La presse écrite va mal – Édito

Chers lecteurs,

La presse écrite va mal. Nous avons appris, de source sûre et claire (fontaine) qu’un quotidien ayant une antenne à Liège passait les contrats de ses pigistes au fil de sa lame. Restructuration économique. Comprenez ces pauvres patrons de presse : en voyant les chiffres des ventes papier dégringoler, ils n’ont d’autre choix que de « synergiser » 1 les rédactions. Voire de réduire les effectifs de petits ouvriers à coup de hache. « Saloperie d’Internet. »

Enfin, si c’est pour retaper les mêmes contenus sur la version payante du site, les mecs ne se sont pas spécialement creusés. Pour leur défense, ils creusent bel et bien, mais pas leur ciboulot : plutôt leur propre tombe, en pratiquant la politique du strict minimum. Messieurs, quand on rachète des titres par dizaines (les journaux français L’Union, L’Ardennais, Est Eclair ou encore la radio Champagne FM), on évite de parler de coupe économique deux semaines plus tard. Rossel et ses titres concurrentiels, Rossel et son cartel… Rossel et ses employés qu’on enterre à la pelle.

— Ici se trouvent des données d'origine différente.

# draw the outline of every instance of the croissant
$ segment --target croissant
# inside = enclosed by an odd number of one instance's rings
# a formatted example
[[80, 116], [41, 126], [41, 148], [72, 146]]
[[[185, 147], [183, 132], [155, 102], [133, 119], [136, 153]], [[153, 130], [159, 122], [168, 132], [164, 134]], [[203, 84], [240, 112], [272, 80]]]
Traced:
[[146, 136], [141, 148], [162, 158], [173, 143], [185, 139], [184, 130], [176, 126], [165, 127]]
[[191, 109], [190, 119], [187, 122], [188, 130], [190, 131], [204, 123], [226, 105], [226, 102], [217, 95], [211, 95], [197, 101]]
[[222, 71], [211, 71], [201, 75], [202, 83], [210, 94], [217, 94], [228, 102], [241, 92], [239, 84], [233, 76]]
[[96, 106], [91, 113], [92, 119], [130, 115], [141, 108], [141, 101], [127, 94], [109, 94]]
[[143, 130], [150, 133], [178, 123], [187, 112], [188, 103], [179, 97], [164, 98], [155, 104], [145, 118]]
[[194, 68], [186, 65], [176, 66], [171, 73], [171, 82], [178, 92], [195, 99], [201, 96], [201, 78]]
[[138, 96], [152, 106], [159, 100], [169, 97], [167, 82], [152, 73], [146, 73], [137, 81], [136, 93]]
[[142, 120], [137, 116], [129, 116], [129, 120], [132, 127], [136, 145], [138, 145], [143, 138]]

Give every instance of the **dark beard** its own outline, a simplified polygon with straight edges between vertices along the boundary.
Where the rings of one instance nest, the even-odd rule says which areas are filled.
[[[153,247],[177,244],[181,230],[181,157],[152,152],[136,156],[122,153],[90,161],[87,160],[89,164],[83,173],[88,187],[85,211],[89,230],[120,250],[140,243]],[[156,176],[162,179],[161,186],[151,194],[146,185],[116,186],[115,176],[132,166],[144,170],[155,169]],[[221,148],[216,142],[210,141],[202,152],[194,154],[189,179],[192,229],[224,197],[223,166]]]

Qu’à cela ne tienne, au Poiscaille, nous engageons ! Viendez, les petits et grands, lâcher votre plume vengeresse, vider votre encre vindicative envers ces vils vénaux. OK V, on a compris, tu vas faire ta Vendetta ailleurs et tu nous vous… fous, p*tain, la paix. Un simple espace de liberté rédactionnelle, c’est peut-être plus honnête comme proposition « alternative ». On ne te promet pas monts et merveilles, juste d’éventuellement crever la dalle et de suer par litres au bouclage du numéro, chaque mois. Mais au moins en ayant un peu de reconnaissance. Car, quitte à faire ce boulot et être payé une misère, autant se fendre la gueule.

Notes:

  1. Le journal Le Soir et La Meuse s’échangent régulièrement leurs contenus, les rédactions ayant comme directives de travailler de plus en plus de concours. Technique d’économie de journalistes également pratiquée par le duo La Libre – DH.